The greens have to go at the bottom of the list. The secondary jerseys have become mainly devalued over the last generation. Virenque's tactic for the polka dots have rendered mountains jerseys as a break specialist's plaything (the re-allocation of points at the Tour has salvaged it a little in terms of who wins it, with Samu and Quintana being especially notable, but also that re-allocation lends it a rather artificial feeling) while the points jerseys have been killed by two things. One, the enormous sprint-weighting of points in the Tour which narrow the field of contenders enormously (each year Sagan picks it up early in the first week and never looks like losing it), and two, the backloading and HTF/MTF frenzy especially in the Vuelta which render it little more than a consolation prize for the GC guys.
Monuments and the Worlds have to go above the GT podium for this simple reason:
Quick: who was 3rd in the 1999 Vuelta? Who won the 1999 World Championships?
Who won Liège-Bastogne-Liège in 2008? Who was 3rd in the Giro that year?
I bet you most people could name Freire and Valverde quicker than Heras and Bruseghin.

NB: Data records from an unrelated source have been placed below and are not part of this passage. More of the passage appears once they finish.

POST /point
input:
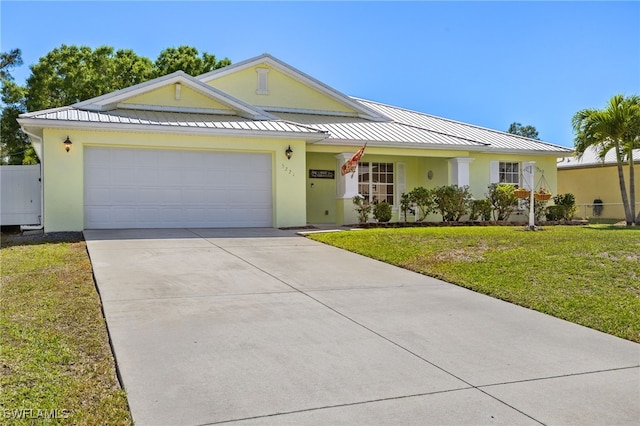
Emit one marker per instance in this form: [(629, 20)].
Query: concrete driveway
[(260, 326)]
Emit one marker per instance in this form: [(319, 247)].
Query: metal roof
[(590, 158), (389, 132), (171, 119), (493, 139)]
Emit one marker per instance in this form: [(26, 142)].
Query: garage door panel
[(127, 188)]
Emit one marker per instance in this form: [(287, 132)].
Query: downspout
[(41, 226)]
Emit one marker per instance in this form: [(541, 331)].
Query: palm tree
[(615, 127)]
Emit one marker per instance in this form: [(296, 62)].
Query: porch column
[(346, 189), (459, 170)]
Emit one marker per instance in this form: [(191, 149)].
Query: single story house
[(255, 144), (591, 178)]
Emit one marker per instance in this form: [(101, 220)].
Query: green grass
[(586, 275), (55, 352)]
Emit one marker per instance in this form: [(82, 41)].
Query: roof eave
[(150, 128), (363, 110)]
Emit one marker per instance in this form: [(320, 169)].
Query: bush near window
[(503, 200), (480, 210), (425, 201), (406, 204), (539, 209), (363, 208), (564, 209), (382, 211), (452, 201)]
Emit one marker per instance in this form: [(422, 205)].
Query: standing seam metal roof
[(174, 119), (493, 138)]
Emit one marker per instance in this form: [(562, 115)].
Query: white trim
[(164, 108), (297, 75), (262, 83), (152, 128), (309, 111), (460, 174), (401, 182), (111, 100), (494, 171)]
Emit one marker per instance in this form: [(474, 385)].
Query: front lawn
[(55, 355), (586, 275)]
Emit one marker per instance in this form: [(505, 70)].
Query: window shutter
[(494, 176)]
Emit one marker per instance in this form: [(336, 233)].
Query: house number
[(288, 170)]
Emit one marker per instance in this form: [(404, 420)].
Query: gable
[(175, 95), (283, 91)]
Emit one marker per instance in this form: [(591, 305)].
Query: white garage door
[(149, 188)]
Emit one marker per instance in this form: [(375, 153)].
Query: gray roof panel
[(492, 138)]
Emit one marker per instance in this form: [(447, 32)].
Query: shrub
[(405, 205), (382, 211), (452, 202), (363, 208), (554, 212), (424, 199), (503, 200), (539, 209), (568, 205), (597, 207), (480, 209)]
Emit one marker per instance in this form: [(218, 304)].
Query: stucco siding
[(166, 96), (284, 91), (63, 172), (598, 182)]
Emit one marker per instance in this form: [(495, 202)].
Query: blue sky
[(485, 63)]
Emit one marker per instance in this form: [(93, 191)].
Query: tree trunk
[(632, 190), (623, 188)]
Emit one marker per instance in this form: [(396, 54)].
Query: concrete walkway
[(260, 326)]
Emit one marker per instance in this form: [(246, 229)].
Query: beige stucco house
[(255, 144), (591, 178)]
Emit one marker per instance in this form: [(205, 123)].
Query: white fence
[(20, 195), (608, 211)]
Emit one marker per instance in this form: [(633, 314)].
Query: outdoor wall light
[(67, 144)]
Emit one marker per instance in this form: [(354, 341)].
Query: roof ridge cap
[(466, 124)]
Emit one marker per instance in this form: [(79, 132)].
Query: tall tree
[(14, 144), (69, 74), (526, 131), (187, 59), (615, 127), (9, 60)]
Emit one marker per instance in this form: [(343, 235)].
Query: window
[(263, 82), (375, 181), (509, 172)]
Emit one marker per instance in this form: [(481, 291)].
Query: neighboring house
[(211, 151), (591, 178)]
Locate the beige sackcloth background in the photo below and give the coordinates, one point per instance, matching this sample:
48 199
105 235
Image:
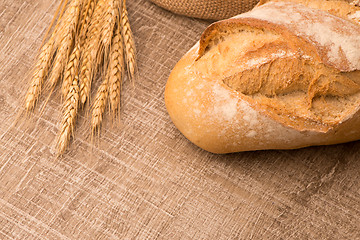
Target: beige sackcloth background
144 180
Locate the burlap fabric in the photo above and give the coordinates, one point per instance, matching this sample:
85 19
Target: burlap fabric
144 180
207 9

12 GT stages, if they're all pan-flat sprint stages it's impressive, but sprinters get more chances than most to win, and there's usually five or six of them per GT. Winning 12 GT stages and NOT being a sprinter is another story. Gino Bartali and Mario Cipollini have the same number of Tour stage wins (12), for example. Are Cav's 43 or Petacchi's 48 GT stage wins, all sprints of some kind, varying terrain, really that more impressive than Bernard Hinault's 41 spread between sprints, breaks, punchy stages, mountain stages and time trials? Daniele Bennati and Federico Bahamontes have the same number of GT stage wins, I can't possibly imagine Bennati will still be being talked about in 50 years' time.